Ruptured intracranial dermoid cysts: A retrospective institutional review

Abstract

Intracranial dermoids (ID) are relatively uncommon. They are usually located in the midline or posterior fossa, and present in the first three decades of life. Rupture of IDs are a rare occurrence, and can present with diverse clinical features. They have a characteristic appearance on Computerized Tomography (CT) and Magnetic-Resonance-Imaging (MRI). Here we retrospectively review the clinical features, radiology, treatment and outcomes of ruptured IDs managed in our institute. We did a retrospective review of all the IDs from 2011 to 2017 that presented to us with rupture, or that were diagnosed to have ruptured based on imaging characteristics. Nine patients qualified for our study. The data of all 9 patients was analyzed retrospectively and their demographic details, clinical variations, and radiological features were studied and analyzed. Mode of management and outcome was assessed. Mean age of the patients was 32.1 years (SD 7.65) with male-female ratio of 7:2. Patients presented with either headache or seizures in the majority.

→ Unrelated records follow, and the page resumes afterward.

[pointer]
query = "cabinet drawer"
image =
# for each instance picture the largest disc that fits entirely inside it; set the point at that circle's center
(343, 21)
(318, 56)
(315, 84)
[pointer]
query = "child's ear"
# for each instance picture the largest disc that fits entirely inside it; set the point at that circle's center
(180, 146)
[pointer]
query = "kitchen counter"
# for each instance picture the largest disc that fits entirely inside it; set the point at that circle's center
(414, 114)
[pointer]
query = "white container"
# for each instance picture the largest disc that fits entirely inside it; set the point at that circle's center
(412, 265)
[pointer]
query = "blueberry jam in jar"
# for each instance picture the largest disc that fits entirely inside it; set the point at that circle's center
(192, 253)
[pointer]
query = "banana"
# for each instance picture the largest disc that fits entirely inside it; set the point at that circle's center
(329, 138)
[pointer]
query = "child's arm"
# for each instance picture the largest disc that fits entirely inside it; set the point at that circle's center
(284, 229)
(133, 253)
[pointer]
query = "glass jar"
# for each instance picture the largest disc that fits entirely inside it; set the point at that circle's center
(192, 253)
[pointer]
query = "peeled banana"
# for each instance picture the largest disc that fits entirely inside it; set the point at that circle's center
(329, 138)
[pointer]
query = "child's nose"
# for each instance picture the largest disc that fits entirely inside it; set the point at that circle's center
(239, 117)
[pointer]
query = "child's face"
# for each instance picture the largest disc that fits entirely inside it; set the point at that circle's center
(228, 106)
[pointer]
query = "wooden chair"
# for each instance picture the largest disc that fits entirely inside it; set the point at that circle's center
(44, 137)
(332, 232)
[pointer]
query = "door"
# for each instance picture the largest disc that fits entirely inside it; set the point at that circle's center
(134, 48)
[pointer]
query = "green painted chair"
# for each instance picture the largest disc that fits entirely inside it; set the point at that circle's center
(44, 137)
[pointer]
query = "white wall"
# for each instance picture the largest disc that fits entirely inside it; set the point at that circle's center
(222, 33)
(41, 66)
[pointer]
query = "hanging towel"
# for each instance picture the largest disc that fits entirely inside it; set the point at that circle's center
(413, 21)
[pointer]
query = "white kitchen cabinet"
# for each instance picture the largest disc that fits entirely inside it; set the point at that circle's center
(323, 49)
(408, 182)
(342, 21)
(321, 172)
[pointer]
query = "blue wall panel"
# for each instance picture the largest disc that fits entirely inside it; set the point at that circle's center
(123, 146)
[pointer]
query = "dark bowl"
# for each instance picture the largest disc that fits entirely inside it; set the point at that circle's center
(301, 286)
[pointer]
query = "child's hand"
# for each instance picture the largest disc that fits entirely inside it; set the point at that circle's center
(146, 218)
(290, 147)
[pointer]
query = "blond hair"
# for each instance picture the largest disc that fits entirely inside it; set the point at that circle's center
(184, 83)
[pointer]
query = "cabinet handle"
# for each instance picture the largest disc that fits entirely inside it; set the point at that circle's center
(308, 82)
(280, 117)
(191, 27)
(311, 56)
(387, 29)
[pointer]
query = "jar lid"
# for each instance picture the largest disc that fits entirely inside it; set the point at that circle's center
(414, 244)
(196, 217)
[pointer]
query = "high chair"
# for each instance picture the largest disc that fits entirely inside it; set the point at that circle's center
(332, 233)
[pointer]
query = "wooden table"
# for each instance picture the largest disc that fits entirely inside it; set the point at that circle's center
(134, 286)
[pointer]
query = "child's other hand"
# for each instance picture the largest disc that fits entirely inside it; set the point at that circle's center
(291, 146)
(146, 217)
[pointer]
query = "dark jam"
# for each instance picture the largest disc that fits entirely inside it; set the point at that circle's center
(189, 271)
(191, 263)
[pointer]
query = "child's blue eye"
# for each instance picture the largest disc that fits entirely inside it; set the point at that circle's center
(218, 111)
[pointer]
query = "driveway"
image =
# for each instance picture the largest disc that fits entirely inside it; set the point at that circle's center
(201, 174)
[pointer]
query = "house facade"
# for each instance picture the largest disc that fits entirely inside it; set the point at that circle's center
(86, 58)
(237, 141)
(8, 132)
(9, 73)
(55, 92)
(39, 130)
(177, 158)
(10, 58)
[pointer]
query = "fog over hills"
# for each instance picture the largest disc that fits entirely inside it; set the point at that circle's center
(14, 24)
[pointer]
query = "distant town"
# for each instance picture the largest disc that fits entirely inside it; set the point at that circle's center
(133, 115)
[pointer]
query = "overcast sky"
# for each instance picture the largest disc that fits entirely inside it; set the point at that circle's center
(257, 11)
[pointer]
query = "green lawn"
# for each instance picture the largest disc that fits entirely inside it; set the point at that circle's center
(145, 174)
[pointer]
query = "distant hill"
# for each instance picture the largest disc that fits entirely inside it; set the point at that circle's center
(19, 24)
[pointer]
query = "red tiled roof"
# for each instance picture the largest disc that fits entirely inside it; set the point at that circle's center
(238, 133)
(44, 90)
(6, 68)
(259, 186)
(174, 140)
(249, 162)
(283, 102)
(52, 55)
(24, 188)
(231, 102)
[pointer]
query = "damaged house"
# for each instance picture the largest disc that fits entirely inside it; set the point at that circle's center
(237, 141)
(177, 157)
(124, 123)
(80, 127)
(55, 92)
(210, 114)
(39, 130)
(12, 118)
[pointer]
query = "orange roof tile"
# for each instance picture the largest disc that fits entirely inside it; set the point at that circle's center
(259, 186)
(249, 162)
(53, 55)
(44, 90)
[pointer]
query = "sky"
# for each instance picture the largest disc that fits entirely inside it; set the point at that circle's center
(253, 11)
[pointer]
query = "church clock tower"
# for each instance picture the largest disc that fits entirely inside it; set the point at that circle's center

Two patients had hydrocephalus requiring shunts. Despite their varied location and clinical features, all lesions showed similar and characteristic radiological features-namely, fat droplets in subarachnoid spaces, hypo-intensity on Susceptibility-Weighted-Imaging (SWI) with chemical shift artifact. Treatment of patients varied from medical management in 4, to cerebrospinal fluid (CSF) diversion in 2 and surgery for the lesion in 3 cases. Ruptured IDs present with a wide array of clinical features. Imaging characteristics are fairly distinct and consistent, which aids in diagnosis. Decision for mode of management has to be decided based on case-by-case basis.